Na cúpula em Evian, líderes europeus desafiam Trump a evitar acordo superficial que fortaleça Teerã e a repensar postura diante da guerra na Ucrânia

Na cúpula do G7 em Evian, França, líderes europeus confrontam Trump sobre o risco de um acordo raso com o Irã que fortalece seu programa nuclear e desafiam sua estratégia na guerra da Ucrânia.
Europeus desafiam Trump a evitar acordo superficial com Irã
Na cúpula do G7 realizada em Evian-les-Bains, França, os líderes europeus se organizaram para pressionar o presidente dos Estados Unidos, Donald Trump, sobre o acordo preliminar fechado com o Irã. A preocupação central dos europeus é que o pacto raso corra o risco de fortalecer os programas nucleares e de mísseis balísticos de Teerã, consolidando um cenário perigoso para a estabilidade regional e global.
Em meio ao otimismo declarado por Trump, que chamou o acordo de “muito sucesso” logo ao chegar à França, França, Reino Unido e Alemanha manifestam ceticismo. Esses países, que participaram das negociações iniciais que resultaram no acordo nuclear de 2015, rejeitam novamente ser deixados de lado e exigem um compromisso sólido que evite brechas e impeça avanços militares do Irã.

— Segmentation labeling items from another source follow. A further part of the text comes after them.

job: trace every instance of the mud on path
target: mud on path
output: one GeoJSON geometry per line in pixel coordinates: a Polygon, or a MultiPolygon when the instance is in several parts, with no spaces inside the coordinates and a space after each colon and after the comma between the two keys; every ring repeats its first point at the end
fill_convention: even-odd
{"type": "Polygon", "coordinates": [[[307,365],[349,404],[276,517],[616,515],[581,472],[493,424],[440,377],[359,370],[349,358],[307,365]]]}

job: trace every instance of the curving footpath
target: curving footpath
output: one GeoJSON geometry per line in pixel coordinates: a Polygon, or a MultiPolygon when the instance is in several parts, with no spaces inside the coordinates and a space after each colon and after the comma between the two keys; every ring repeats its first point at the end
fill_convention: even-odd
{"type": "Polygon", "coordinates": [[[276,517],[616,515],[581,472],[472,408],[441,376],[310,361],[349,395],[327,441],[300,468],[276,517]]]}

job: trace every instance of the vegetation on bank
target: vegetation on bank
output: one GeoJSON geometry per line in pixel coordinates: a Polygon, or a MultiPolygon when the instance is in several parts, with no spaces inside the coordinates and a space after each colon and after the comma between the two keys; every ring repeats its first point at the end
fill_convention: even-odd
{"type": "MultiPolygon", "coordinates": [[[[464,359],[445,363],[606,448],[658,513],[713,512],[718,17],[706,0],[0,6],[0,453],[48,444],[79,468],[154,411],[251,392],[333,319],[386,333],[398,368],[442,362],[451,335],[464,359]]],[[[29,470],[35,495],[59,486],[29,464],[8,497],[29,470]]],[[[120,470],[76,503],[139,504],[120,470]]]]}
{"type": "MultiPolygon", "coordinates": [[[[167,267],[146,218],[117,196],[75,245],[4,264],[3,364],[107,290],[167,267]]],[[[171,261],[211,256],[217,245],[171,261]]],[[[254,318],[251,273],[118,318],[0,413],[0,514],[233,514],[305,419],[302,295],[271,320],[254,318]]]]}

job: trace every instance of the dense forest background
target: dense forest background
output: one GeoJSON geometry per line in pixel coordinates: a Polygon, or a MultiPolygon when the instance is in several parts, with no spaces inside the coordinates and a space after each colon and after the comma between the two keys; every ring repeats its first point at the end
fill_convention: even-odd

G7 amplia foco para a guerra na Ucrânia e busca reposicionar Trump
Além do tema iraniano, o bloco europeu aproveitou o encontro para cobrar do presidente americano uma mudança urgente na estratégia dos EUA em relação à Ucrânia. Os líderes querem que Trump reconheça que as propostas anteriores favoreceram Moscou e que a Europa está disposta a negociar com Vladimir Putin, sem abrir mão do fortalecimento das sanções e da ajuda militar a Kiev.

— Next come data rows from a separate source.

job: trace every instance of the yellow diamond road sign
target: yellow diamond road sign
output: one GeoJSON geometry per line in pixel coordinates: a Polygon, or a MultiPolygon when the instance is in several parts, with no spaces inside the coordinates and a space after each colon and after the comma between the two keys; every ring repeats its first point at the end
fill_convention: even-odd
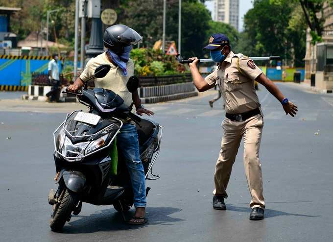
{"type": "Polygon", "coordinates": [[[117,21],[117,13],[112,8],[107,8],[102,12],[100,18],[104,24],[112,25],[117,21]]]}

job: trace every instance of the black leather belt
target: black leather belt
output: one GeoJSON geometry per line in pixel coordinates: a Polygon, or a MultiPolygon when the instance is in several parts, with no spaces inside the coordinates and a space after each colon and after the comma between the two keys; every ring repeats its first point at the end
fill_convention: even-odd
{"type": "Polygon", "coordinates": [[[238,122],[241,122],[245,121],[251,117],[255,116],[258,114],[260,114],[260,109],[259,108],[252,110],[250,110],[242,114],[225,114],[225,117],[232,121],[237,121],[238,122]]]}

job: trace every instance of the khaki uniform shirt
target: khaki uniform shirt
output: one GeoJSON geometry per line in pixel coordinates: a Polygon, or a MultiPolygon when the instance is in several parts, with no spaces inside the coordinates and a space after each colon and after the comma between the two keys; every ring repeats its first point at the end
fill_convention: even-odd
{"type": "Polygon", "coordinates": [[[129,78],[134,74],[134,64],[131,59],[127,63],[127,74],[124,75],[122,70],[110,62],[106,56],[106,52],[104,52],[88,61],[83,72],[80,75],[80,79],[85,82],[94,75],[96,68],[102,64],[109,64],[111,68],[104,77],[95,78],[95,87],[102,88],[114,92],[124,100],[124,104],[130,106],[132,102],[132,94],[129,92],[126,85],[129,78]]]}
{"type": "Polygon", "coordinates": [[[262,73],[247,56],[230,51],[205,80],[209,85],[219,85],[226,113],[241,114],[260,107],[254,80],[262,73]]]}

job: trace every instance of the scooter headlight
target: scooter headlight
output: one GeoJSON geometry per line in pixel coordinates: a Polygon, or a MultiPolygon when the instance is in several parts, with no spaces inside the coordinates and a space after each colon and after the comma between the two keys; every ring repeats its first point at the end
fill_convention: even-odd
{"type": "Polygon", "coordinates": [[[76,157],[81,154],[82,149],[88,145],[89,142],[81,142],[73,145],[71,139],[67,136],[65,138],[64,145],[61,148],[61,153],[68,157],[76,157]]]}
{"type": "Polygon", "coordinates": [[[64,142],[65,142],[65,136],[66,132],[65,132],[65,130],[63,128],[62,128],[59,131],[58,136],[57,136],[57,140],[55,143],[57,150],[59,151],[61,150],[64,145],[64,142]]]}
{"type": "Polygon", "coordinates": [[[108,135],[109,134],[107,134],[99,138],[97,140],[92,141],[86,148],[86,154],[93,152],[95,149],[104,145],[108,135]]]}

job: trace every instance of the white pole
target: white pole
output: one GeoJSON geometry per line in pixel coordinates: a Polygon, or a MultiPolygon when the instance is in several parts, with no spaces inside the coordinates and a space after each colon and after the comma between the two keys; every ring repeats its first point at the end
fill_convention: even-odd
{"type": "Polygon", "coordinates": [[[182,0],[179,0],[178,13],[178,54],[180,54],[182,47],[182,0]]]}
{"type": "Polygon", "coordinates": [[[81,70],[84,69],[84,46],[86,37],[86,15],[85,12],[86,1],[83,1],[82,4],[83,4],[82,9],[84,12],[83,17],[81,18],[81,70]]]}
{"type": "Polygon", "coordinates": [[[74,41],[74,81],[76,79],[77,76],[77,59],[78,50],[77,44],[78,43],[79,32],[79,0],[75,0],[75,39],[74,41]]]}
{"type": "Polygon", "coordinates": [[[166,0],[163,0],[163,35],[162,35],[162,51],[165,52],[166,49],[166,0]]]}
{"type": "Polygon", "coordinates": [[[49,11],[48,11],[48,14],[47,17],[47,24],[46,24],[46,28],[48,31],[46,33],[46,54],[48,55],[48,15],[49,14],[49,11]]]}

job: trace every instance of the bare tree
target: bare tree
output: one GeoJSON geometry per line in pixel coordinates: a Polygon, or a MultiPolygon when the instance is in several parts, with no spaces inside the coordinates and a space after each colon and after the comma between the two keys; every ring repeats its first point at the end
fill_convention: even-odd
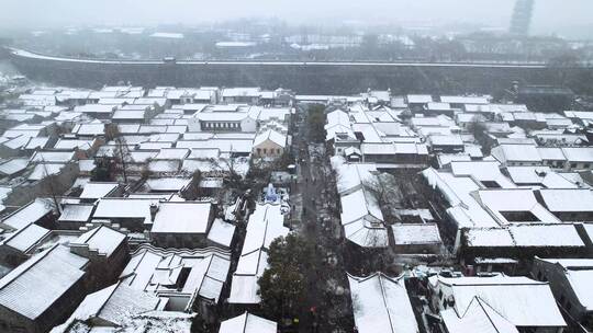
{"type": "Polygon", "coordinates": [[[58,209],[59,210],[59,206],[58,206],[58,200],[57,200],[57,196],[58,196],[58,192],[57,192],[57,187],[58,187],[58,180],[57,180],[57,176],[55,174],[49,174],[49,171],[47,170],[47,163],[45,163],[45,159],[43,158],[43,154],[40,154],[41,157],[41,163],[42,163],[42,168],[43,168],[43,179],[41,180],[43,183],[42,185],[42,191],[46,194],[46,195],[49,195],[52,197],[52,200],[54,202],[54,209],[58,209]]]}
{"type": "Polygon", "coordinates": [[[118,124],[107,124],[105,125],[105,139],[108,141],[113,141],[115,148],[113,150],[113,159],[116,165],[116,169],[121,170],[124,183],[127,184],[127,161],[131,160],[130,149],[127,148],[127,142],[125,138],[120,133],[118,124]]]}
{"type": "Polygon", "coordinates": [[[468,131],[473,135],[478,143],[482,146],[482,151],[484,153],[490,153],[491,143],[488,139],[488,128],[484,124],[484,118],[477,115],[471,119],[471,123],[468,124],[468,131]]]}

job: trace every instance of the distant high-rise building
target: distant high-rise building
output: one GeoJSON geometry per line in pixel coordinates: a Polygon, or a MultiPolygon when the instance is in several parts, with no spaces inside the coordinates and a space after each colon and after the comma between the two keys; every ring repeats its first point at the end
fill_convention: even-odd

A presença do presidente ucraniano Volodymyr Zelenskiy na sessão inicial, com possibilidade de diálogo direto com Trump, reforça a pressão para um novo impulso nas negociações de paz, embora o Kremlin mantenha uma postura inflexível. Zelenskiy declarou estar aberto a um encontro com Putin, mas o ditador russo não demonstra interesse em avançar.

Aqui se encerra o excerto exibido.